Grinstein died last week at 87. Not surprisingly, her private memorial reception on Friday afternoon at the Grinstein family home was no small affair. Nearly 500 people — artists, collectors, curators and museum directors, among them — gathered to celebrate the notable architect’s life and to pay one last homage to the storied home itself, to which so many in attendance had intimate ties.

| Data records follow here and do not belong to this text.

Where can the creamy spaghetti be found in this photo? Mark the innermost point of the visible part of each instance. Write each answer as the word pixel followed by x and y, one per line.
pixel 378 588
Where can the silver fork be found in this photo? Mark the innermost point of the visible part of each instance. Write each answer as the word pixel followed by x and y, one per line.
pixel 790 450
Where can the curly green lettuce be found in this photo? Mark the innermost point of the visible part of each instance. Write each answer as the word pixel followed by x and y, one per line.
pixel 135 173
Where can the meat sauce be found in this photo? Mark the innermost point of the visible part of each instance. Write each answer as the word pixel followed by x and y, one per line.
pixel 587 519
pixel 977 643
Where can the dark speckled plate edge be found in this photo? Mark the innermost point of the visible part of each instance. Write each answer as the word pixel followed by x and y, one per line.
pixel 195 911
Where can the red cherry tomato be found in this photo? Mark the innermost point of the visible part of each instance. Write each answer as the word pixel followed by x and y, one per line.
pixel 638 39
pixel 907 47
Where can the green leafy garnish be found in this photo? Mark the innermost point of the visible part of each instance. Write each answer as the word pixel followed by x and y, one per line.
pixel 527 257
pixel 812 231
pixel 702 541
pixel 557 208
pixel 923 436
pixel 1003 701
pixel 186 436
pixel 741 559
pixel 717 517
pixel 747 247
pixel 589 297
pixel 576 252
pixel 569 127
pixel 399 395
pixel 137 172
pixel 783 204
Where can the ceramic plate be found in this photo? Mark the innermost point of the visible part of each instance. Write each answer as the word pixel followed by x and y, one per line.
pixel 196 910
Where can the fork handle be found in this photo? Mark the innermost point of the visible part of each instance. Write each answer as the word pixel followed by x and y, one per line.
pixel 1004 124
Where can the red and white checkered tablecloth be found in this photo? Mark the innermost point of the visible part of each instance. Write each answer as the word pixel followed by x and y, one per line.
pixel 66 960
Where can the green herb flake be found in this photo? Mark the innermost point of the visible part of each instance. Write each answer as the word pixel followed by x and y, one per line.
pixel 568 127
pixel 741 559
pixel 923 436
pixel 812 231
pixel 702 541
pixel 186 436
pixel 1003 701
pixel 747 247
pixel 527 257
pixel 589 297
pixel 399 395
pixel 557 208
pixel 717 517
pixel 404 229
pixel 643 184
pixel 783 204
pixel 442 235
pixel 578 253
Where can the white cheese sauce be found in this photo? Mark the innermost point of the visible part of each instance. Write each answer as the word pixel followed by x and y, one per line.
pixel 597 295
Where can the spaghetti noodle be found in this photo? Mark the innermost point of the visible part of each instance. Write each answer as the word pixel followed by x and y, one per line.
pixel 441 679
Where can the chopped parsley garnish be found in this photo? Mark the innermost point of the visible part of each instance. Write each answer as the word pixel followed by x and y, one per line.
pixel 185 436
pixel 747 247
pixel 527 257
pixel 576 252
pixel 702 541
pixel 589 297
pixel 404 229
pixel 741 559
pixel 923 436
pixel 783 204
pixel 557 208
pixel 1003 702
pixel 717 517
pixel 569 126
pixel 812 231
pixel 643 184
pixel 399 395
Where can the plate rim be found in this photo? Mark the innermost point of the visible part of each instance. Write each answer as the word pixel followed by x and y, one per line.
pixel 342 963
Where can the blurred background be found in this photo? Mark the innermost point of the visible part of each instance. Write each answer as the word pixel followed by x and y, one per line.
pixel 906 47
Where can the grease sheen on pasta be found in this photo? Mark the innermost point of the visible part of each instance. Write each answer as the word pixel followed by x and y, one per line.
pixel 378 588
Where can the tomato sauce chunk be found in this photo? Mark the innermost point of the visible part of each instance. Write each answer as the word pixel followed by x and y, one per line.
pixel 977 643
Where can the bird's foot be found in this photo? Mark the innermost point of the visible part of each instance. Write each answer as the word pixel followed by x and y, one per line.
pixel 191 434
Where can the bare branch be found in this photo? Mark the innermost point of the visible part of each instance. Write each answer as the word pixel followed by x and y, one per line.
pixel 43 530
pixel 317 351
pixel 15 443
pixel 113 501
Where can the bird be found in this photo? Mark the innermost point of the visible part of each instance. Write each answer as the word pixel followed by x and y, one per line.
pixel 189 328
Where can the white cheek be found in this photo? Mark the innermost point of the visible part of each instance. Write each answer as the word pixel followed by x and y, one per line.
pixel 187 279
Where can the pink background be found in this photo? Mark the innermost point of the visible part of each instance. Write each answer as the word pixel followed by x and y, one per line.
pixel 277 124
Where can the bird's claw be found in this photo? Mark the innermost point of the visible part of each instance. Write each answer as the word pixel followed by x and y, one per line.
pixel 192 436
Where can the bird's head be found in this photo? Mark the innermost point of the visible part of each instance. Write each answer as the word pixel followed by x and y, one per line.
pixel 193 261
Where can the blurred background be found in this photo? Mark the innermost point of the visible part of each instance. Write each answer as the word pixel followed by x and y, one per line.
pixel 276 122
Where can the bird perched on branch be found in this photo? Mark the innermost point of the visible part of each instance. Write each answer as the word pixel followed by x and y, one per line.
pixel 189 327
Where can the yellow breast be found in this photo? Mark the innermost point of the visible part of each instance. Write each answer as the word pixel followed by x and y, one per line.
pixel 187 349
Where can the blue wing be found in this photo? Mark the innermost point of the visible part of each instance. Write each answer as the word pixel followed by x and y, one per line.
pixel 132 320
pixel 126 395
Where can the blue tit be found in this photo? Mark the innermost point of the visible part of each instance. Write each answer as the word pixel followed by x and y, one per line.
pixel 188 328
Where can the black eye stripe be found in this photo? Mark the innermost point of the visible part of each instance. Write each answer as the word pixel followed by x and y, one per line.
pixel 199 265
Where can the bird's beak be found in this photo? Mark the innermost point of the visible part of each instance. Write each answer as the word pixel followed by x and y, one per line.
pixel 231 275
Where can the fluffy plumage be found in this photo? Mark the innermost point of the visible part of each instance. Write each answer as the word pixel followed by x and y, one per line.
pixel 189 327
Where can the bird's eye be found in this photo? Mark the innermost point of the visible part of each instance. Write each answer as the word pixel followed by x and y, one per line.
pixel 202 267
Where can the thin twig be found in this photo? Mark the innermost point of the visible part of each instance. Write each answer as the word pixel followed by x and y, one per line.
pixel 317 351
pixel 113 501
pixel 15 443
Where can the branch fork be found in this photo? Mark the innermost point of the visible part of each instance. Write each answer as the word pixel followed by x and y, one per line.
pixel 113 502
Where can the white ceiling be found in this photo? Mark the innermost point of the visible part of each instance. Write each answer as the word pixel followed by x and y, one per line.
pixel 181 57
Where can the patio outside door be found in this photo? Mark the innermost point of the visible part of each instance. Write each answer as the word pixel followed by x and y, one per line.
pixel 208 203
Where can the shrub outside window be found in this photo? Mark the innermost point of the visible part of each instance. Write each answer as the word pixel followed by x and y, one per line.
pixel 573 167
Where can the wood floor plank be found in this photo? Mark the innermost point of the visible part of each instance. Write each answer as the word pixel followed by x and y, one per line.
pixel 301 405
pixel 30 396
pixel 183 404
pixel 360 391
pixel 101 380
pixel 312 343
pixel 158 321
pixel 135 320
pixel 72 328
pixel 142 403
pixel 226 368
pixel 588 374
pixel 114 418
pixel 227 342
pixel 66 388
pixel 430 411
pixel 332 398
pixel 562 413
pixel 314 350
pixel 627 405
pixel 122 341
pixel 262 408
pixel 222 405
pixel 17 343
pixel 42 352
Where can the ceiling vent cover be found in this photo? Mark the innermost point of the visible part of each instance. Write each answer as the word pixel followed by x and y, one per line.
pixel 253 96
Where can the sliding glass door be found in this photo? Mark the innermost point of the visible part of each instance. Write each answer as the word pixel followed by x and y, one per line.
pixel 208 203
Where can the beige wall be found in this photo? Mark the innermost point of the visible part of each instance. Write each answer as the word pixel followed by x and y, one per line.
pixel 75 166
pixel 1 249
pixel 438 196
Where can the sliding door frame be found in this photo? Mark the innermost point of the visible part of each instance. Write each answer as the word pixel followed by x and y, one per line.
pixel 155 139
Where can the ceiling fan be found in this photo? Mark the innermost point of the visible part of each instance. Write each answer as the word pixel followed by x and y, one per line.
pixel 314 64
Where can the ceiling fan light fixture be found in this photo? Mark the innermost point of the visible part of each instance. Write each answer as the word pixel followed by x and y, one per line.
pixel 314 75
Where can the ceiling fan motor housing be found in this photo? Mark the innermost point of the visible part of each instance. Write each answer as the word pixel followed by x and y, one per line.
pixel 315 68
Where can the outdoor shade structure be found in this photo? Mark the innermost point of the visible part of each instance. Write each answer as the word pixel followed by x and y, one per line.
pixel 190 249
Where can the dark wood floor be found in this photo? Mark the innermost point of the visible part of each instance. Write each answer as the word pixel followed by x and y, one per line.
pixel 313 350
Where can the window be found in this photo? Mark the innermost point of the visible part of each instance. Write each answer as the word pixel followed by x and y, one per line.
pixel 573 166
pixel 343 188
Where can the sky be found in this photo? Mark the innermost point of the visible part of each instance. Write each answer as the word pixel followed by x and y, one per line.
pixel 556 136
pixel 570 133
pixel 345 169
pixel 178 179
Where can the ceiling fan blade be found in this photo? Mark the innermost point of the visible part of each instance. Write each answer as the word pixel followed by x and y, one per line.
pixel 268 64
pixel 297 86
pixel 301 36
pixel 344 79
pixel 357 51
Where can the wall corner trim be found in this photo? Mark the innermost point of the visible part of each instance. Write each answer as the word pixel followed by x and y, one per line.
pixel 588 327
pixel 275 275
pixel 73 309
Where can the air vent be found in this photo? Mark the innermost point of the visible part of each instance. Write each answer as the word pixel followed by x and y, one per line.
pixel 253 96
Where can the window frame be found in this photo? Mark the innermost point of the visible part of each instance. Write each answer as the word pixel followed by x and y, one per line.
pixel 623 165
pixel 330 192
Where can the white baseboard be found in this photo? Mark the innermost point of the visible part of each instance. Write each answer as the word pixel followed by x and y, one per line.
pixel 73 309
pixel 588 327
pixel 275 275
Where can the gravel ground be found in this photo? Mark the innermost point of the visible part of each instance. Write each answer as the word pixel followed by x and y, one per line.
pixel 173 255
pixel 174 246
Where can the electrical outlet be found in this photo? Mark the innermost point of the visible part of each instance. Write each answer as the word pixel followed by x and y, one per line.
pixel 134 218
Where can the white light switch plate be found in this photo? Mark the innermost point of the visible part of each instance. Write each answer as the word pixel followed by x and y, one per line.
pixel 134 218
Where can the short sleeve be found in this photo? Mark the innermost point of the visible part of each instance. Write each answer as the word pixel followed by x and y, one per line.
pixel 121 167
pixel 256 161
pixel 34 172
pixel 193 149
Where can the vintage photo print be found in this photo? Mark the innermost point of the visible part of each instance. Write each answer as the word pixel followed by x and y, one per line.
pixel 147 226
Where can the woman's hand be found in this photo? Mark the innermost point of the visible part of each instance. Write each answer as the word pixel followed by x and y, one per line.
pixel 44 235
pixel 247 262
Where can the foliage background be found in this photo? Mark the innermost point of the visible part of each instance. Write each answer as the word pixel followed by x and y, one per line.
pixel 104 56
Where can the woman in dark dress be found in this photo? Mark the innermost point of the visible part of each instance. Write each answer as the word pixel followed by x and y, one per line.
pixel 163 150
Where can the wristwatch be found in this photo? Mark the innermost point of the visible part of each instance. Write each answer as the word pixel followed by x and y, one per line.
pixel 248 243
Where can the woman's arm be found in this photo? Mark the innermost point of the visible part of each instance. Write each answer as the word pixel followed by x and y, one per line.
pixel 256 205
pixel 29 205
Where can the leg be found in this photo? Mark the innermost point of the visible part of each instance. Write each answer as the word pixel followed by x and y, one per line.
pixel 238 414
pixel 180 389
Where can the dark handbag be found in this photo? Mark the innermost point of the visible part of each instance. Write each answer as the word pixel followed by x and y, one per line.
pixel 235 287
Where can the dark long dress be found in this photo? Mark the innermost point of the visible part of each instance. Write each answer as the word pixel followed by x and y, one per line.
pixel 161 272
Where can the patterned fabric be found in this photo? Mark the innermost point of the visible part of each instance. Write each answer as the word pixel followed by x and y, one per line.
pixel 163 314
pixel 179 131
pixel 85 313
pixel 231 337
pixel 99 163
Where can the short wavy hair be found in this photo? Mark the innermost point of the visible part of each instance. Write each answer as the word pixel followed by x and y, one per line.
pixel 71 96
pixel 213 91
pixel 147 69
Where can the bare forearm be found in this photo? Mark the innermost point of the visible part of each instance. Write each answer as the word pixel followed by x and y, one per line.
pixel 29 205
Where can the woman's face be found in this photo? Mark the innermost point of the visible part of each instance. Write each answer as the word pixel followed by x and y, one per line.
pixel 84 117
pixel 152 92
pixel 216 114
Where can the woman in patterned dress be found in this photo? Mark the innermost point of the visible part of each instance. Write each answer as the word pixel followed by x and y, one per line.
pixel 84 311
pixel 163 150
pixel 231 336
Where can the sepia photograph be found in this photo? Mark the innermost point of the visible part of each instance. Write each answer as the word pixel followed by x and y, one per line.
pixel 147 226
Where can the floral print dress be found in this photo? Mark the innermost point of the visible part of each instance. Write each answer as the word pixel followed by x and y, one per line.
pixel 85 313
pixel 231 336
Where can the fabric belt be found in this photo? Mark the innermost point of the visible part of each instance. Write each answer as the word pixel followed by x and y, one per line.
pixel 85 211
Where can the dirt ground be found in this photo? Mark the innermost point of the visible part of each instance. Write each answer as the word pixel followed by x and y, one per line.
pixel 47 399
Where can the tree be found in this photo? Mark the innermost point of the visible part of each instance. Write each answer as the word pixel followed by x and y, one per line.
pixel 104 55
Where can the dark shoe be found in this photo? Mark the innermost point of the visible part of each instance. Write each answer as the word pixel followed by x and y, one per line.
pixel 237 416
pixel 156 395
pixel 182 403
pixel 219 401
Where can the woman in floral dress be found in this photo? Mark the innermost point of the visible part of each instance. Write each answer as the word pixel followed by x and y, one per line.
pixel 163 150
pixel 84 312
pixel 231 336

“I met my wife right here,” said Berlant, standing by his 1966 sculptural installation “The House.” The metal-and-enamel piece, which looks like a child’s A-frame playhouse, “has been sitting in that same spot by the stairs for 30 years,” joked artist Chuck Arnoldi, passing by. Berlant shrugged, continuing his story. “I was standing here. She came up and said: ‘Wow, they must have a pretty big dog!’ ” “I said: ‘This is my sculpture.’ ”

Land artist Lita Albuquerque and her husband, Carey Peck, were married in the Grinstein home 26 years ago. “It was right here,” Albuquerque said heading out to the backyard, where cocktail tables dotted the grassy lawn and bartenders doled out generous pours of champagne. “Super Bowl Sunday 1990, about 200 people,” she said, planting herself by the sparkling, kidney-bean-shaped pool. “Why’d we decide to get married here again?” she asked Peck. “Because it was the coolest house in town,” he said.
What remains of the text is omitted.